Inadequate Teacher Training
This story about the inadequacies of teacher training prompted me to dust off my soapbox and get right back up on it.
I have long maintained that teachers do not receive adequate mathematical training. I teach at a university that is well-known as the main source of teachers in our state, and I have to say I'm appalled at how little math these teachers are required to know before they enter service. Elementary-school teachers take nothing above the level of college algebra. They do spend a year in a course that goes over various concepts in elementary mathematics, which is a good course and an asset to them. But they never get high enough to really understand what's going on in mathematics. One would hope that a well-educated teacher would at least have experienced calculus and understood what the purpose of all that algebra was and why it is so important to master it, before going on to teach a state core curriculum that emphasizes algebraic concepts at the earliest of ages. One could further hope that at some point in their training, future teachers would encounter the concepts of logic and proof. But alas, one would hope in vain.

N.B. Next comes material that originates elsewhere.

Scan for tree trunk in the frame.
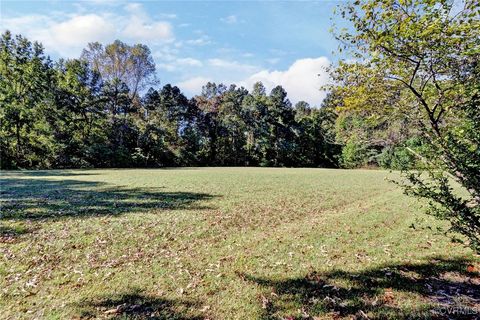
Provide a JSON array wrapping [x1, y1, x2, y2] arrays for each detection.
[[15, 121, 20, 166]]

While the standard in the college algebra course remains relatively high, the elementary-school math course suffers from grade inflation and extremely low standards. A friend of mine who taught that course, in a state of utter frustration, once showed me her class' quizzes. The students were routinely getting 0 or 1 out of 10 possible points; they had written no mathematics whatsoever. And these same students, she told me, were coming into her office outraged that they were not passing the course. Their opinion, evidently, was that if they came to class and warmed a chair, they were entitled to at least a C, more likely a B (simply because they needed the B for their GPA's in their competitive program).
Part of the problem with elementary- and secondary-level students starts at the college level, where their teachers are trained. It is entirely possible, even somewhat probable, to get a teaching credential and wind up teaching a geometry class having never encountered the concept of rigorous mathematical proof. I've met future math teachers (not elementary teachers or other-subject secondary teachers, but math teachers) who had made it up to calculus and never really been able to master algebra. It scares me to think that these people, good people as they are, are being given the responsibility for training our future mathematicians and engineers when they don't even know the subject themselves. They are being given an impossible task, and when they muddle through it as best they can, someone else lowers the standard to make it look like they're succeeding.